Did you even know we cared?

  • Published
  • By Tech. Sgt. Marjorie A. Schurr
  • 911th Airlift Wing Public Affairs

Dear mentor,


To be honest, sir, I never liked you all that much.


Maybe this is a bit rude or callous. It’s certainly not the traditional way to start a letter to the person who shaped the foundation of one’s military career. But it’s the truth, and if there’s anything I can cling to amidst the uncertainty your absence leaves behind, it’s that.


I suppose that we might have gotten off on the wrong foot. You were the senior Army instructor of a Junior ROTC battalion in a hick-town high school. I joined the battalion a year later than most cadets, which to you probably showed a trait of indecisiveness and lack of commitment. I was your problem student from the start, from being unable to complete a single pushup to being too tall and lanky to fit in any of the hand-me-down uniforms we had in stock. Nothing about the situation would have you predisposed to liking me, either.


I was never supposed to do well in the program, and you seemed irritated that I wanted to do just that. To say we disagreed would be an understatement; we fought like cats and dogs. I felt unheard most of the time because you usually overrode me anyway. Looking back, I’m surprised you never gave me detention or some other formal punishment. I probably deserved it.

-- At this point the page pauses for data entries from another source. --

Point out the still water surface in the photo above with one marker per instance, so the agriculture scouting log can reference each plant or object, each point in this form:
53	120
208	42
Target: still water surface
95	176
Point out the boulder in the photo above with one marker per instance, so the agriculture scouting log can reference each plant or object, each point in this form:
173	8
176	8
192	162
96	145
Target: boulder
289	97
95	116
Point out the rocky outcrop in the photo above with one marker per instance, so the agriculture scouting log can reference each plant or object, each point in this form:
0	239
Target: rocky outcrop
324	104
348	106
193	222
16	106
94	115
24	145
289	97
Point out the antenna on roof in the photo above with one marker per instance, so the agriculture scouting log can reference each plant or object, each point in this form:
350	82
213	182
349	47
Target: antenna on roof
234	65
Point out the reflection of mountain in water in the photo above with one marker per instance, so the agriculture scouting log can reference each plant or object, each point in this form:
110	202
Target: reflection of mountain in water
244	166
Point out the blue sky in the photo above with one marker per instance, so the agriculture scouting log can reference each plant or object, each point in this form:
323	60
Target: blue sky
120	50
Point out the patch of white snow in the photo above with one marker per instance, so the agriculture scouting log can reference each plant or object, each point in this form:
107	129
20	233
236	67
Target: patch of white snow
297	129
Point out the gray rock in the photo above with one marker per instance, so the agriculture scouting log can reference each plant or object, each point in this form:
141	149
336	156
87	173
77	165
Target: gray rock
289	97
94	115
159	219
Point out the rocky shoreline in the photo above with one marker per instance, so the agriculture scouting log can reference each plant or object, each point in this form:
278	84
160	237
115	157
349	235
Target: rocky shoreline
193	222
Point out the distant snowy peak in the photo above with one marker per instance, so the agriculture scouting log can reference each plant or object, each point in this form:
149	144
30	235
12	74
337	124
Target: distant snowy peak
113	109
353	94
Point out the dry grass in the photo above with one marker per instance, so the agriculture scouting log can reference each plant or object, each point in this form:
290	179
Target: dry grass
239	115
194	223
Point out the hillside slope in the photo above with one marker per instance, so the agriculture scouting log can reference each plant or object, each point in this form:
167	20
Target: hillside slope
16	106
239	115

As time went on, however, our relationship relaxed a bit. It was still pretty clear that we didn’t like each other, but some sort of mutual respect had been built where none had existed before, the kind that arises when unstoppable force meets immovable object.


So it was a no-brainer when the time came for me to enlist in the military, when I was torn between two different jobs, that I would come to you for help. My family was pushing me into one career field, my heart into another. You encouraged me to follow my heart and ignore what anyone else told me I should do.


I followed your advice. I even asked you to administer the Oath of Enlistment. You had more influence on the start of my military career than anyone, even my recruiter. You’d call me at my office to arrange incentive flights for high school cadets, or to ask me to talk to them about the options the military offered them. You encouraged me when I expressed how afraid I was of my first deployment, and I went to war knowing that I had my mentor’s support.


Imagine my surprise, then, when I received the phone call last year that told me you’d committed suicide.


I’ll never forget that day. It was freezing outside my office window, and the world was wrapped in that cozy hush that only comes with fresh-fallen snow. That silence was ripped away from me and replaced with a screaming, roaring flood of questions inside my head.


When had I heard from you last? Had you shown any signs? Had I missed them? Should I have asked? Why hadn’t I contacted you earlier? Why hadn’t anyone?


But… wait.


Why hadn’t you contacted me? Didn’t you tell anyone at all? Didn’t you reach out to Military One Source? The VA hospital down the road from our school? A chaplain, a priest, a friend? Didn’t you know about the resources available to you?


Didn’t you know we cared?


It’s been a year since I got that phone call, sir. A year since I last saw you, though I’m not sure if seeing you in your coffin really counts. A year since these questions started, sir, and they haven’t stopped.


They never stop.


No, sir. I never liked you. But I’d be lying to say that I don’t miss you.


(If you or someone you know is struggling with suicide or the loss of someone to suicide, there are resources available to you. Please call Military One Source at 1-800-342-9647 or the Veteran’s Crisis Line at 1-800-273-8255.)